レイラはそう言って分かりやすく唇を尖らせると、白く細い手で薄い冊子を手に取った。


「早速乾杯にしましょう。今日は何にします?」

「…そうだな、今日は君の真っ赤なドレスを見ていたから…赤の気分かな?」

「うふふ、よく見てらっしゃるのね…じゃあ次は白いドレスにしましょう。」

そう言ってレイラは注文しつつ、ルイスがゴソゴソと取り出した葉巻に火をつけてやった。

「そういえば…つい先日のパーティーで君の姿を見つけたよ。今日よりもずっと鮮やかな赤のドレスを着て…あのハンナ・ケインズの愛人であるジャック・カルローにエスコートされていたようだね?」

葉巻は火がつきにくく、一度吸って付いたはずのルイスの葉巻の先端は、やはり赤い光が消えていた。

「うっふふ、ルイスさんったら…もしかして嫉妬でもしちゃってるの?彼とは何もないわ。私の通ってるレストランで働いてるから声を掛けてみただけよ。」

再度葉巻に火を付け直すと、今度こそ赤い火からは細い煙が上り、白い煙を吹かしたルイスが話を繋げる。

「パーティー会場にいた私には声を掛けず…か?」

「あら、それはごめんなさい、どこかで見つけたのだけれど…タイミングがなくって。踊りに誘われたり知り合いの方と庭でお話をしていたら…すっかり終了の時間になってしまっていたわ。

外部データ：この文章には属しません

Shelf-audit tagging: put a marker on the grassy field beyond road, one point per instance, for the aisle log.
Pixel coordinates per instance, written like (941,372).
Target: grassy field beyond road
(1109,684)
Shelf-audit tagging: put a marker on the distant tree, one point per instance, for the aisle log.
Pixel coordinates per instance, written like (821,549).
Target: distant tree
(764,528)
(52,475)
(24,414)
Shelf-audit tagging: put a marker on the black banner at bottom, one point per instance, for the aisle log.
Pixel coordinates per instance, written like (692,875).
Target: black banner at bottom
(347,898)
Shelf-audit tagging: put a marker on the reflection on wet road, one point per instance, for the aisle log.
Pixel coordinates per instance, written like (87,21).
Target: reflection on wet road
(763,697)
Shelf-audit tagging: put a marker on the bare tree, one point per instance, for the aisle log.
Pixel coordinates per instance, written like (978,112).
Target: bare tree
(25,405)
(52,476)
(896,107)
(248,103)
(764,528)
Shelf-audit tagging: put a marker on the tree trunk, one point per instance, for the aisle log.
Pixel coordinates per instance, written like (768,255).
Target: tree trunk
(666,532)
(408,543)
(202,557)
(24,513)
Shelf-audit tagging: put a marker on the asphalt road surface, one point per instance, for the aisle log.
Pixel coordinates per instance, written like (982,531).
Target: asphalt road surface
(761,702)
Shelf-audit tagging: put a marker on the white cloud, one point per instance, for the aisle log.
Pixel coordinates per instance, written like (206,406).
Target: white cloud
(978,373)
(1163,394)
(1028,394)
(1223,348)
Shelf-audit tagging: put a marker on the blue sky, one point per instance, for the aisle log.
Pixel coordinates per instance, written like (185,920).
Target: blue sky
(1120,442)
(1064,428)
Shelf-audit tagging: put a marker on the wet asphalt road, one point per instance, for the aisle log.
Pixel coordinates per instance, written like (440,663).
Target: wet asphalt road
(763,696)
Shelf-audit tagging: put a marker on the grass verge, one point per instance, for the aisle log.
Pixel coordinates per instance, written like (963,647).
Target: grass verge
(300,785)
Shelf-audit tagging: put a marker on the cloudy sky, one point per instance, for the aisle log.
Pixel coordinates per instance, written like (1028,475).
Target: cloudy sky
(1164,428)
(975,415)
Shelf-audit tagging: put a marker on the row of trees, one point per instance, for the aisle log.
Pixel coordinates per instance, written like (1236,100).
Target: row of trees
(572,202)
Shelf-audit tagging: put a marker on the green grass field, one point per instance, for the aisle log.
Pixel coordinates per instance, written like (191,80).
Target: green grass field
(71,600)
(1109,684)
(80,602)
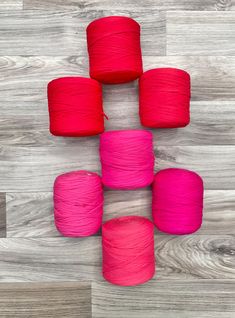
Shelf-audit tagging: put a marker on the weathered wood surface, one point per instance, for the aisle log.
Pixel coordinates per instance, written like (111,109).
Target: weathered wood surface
(6,5)
(195,274)
(35,168)
(131,5)
(160,299)
(50,32)
(200,33)
(49,300)
(2,215)
(63,259)
(31,214)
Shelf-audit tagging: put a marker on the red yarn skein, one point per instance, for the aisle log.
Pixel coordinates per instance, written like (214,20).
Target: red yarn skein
(164,98)
(177,201)
(114,49)
(128,250)
(75,107)
(78,203)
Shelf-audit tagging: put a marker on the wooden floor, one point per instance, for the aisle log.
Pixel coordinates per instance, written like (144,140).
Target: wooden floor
(45,275)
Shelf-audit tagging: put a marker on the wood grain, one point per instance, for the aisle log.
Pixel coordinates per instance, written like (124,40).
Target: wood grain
(11,5)
(49,259)
(160,299)
(130,4)
(24,79)
(2,215)
(31,214)
(49,300)
(24,115)
(50,32)
(200,33)
(63,259)
(212,123)
(27,169)
(215,164)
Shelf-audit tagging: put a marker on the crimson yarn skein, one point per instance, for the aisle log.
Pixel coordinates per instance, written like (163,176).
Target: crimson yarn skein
(127,159)
(177,201)
(114,50)
(75,107)
(128,250)
(78,203)
(164,98)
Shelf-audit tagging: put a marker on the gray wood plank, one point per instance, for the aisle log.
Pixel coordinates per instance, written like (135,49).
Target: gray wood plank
(50,32)
(35,168)
(200,33)
(24,78)
(160,299)
(130,4)
(21,300)
(11,5)
(49,259)
(212,77)
(215,164)
(31,214)
(63,259)
(2,215)
(24,115)
(31,169)
(212,123)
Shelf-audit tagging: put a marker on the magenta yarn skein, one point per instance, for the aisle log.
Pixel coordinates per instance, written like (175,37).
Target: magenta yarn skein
(78,203)
(128,250)
(177,201)
(127,159)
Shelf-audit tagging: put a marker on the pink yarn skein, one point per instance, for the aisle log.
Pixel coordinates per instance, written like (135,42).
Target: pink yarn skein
(177,201)
(128,250)
(127,158)
(78,203)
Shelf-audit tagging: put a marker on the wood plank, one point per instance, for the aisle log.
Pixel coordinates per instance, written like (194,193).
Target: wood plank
(31,214)
(212,123)
(63,259)
(49,259)
(32,169)
(212,77)
(35,168)
(52,33)
(2,215)
(130,5)
(215,164)
(160,299)
(60,300)
(200,33)
(11,5)
(24,115)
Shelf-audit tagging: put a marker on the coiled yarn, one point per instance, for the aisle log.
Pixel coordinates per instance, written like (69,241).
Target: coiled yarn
(164,98)
(177,201)
(114,49)
(128,250)
(75,107)
(127,159)
(78,203)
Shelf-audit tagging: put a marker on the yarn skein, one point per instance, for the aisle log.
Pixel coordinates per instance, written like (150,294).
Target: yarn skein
(128,250)
(114,50)
(78,203)
(127,159)
(75,107)
(164,98)
(177,201)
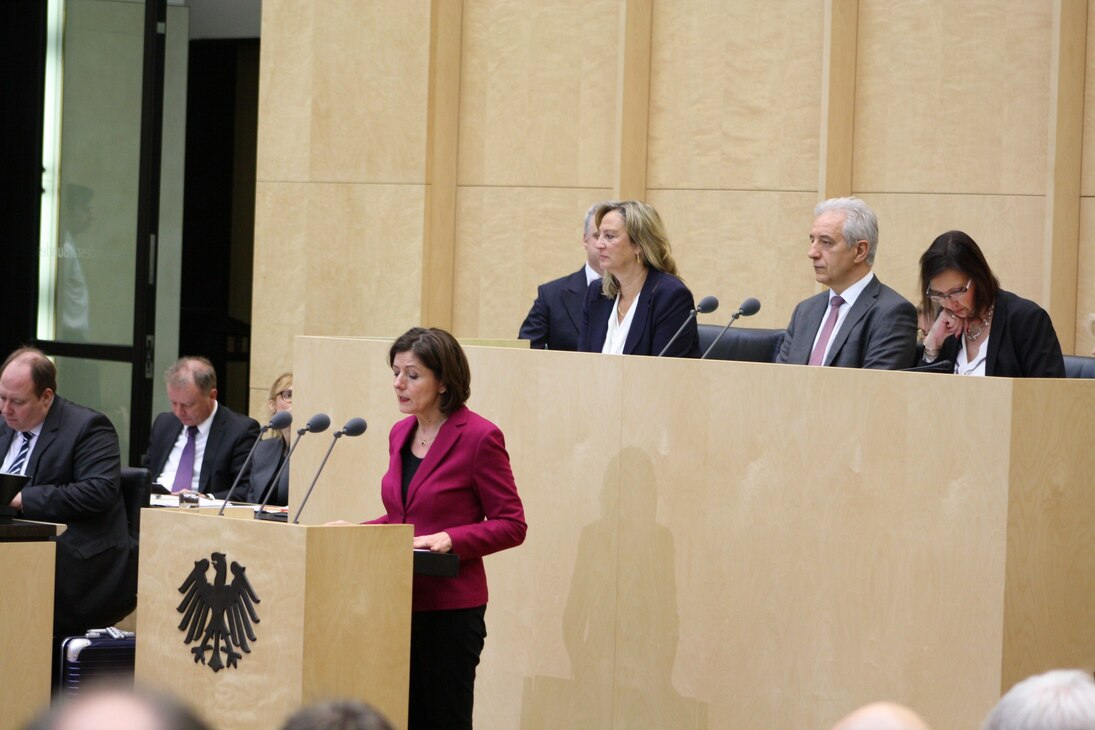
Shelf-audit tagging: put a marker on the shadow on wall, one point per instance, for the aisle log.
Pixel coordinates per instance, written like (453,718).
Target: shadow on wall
(621,622)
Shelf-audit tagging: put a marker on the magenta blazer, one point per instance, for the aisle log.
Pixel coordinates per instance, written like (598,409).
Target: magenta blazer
(463,487)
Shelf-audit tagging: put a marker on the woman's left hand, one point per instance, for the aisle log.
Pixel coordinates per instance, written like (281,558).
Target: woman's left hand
(439,542)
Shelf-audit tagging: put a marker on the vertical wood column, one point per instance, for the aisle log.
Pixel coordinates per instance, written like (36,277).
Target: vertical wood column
(439,236)
(1063,153)
(838,99)
(633,100)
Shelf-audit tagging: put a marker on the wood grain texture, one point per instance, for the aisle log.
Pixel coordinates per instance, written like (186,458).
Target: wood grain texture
(952,97)
(26,606)
(345,593)
(735,95)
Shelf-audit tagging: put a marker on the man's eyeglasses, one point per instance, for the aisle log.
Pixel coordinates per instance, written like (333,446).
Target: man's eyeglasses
(954,293)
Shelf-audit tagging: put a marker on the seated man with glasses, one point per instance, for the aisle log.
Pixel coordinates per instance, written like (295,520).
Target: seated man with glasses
(983,329)
(860,322)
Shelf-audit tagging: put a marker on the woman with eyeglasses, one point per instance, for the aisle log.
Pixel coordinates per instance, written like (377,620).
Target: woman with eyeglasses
(271,452)
(983,329)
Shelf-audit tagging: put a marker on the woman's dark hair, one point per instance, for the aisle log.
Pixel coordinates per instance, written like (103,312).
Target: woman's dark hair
(955,250)
(439,351)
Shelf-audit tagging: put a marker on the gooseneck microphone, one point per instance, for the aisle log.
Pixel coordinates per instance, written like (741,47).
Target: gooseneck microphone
(706,305)
(317,424)
(353,427)
(748,308)
(280,419)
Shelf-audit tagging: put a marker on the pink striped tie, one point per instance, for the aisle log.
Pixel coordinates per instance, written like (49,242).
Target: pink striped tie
(817,356)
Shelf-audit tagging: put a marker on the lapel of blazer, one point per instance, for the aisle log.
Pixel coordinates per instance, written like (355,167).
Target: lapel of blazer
(642,320)
(49,428)
(446,440)
(996,336)
(574,297)
(864,302)
(212,445)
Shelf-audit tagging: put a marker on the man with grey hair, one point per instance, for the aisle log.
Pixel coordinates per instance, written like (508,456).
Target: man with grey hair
(200,445)
(1059,699)
(860,322)
(553,321)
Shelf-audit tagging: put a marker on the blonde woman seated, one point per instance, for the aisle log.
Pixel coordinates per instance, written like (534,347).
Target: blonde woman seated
(271,452)
(983,329)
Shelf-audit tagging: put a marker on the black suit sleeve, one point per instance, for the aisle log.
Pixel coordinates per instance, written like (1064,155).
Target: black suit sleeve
(537,325)
(96,474)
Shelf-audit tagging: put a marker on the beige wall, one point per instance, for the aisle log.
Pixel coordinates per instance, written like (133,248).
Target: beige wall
(429,161)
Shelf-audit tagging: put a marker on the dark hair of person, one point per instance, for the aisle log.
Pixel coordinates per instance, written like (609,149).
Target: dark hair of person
(338,715)
(956,251)
(439,351)
(43,370)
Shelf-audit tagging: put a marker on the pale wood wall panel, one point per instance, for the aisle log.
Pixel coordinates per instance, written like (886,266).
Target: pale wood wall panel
(739,244)
(1085,279)
(369,112)
(509,241)
(735,95)
(285,93)
(538,93)
(953,96)
(1007,229)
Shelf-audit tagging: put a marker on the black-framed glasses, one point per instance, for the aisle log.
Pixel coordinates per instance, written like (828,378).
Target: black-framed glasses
(954,293)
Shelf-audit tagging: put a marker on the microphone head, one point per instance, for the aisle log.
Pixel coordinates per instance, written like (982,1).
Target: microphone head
(318,424)
(750,306)
(281,419)
(355,427)
(707,304)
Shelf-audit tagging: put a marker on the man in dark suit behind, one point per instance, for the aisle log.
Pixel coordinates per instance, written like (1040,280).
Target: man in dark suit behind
(216,438)
(553,321)
(71,456)
(860,322)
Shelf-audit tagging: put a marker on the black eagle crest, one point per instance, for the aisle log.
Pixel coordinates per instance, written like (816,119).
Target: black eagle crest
(219,614)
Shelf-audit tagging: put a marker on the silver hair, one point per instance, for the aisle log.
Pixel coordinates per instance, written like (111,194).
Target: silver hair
(1059,699)
(860,222)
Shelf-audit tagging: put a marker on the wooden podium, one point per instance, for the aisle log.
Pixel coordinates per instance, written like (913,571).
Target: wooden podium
(333,615)
(27,560)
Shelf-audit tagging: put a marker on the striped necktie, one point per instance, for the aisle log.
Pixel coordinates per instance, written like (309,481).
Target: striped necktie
(20,464)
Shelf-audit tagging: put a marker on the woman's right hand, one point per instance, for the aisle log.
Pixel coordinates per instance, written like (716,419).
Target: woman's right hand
(946,324)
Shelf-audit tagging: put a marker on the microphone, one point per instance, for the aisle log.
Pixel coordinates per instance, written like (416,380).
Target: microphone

私も久しぶりのパーティーだったから楽しくてあっという間で…」

そう言いながら、自らが生み出した灰の行方を見ていないルイスの為に、灰が落ちるであろう葉巻の先端に灰皿を置いた。

「ということは…パーティーに参加したりしたことは何度かあるんだね?」

「そうね、たまにだけど…まぁお客さんのお誘いで同伴したりすることが多いわ。」

返事を聞きながらも、ルイスはちょうど良い位置に来た灰皿の上で、葉巻を人差し指でトントンと軽く叩いた。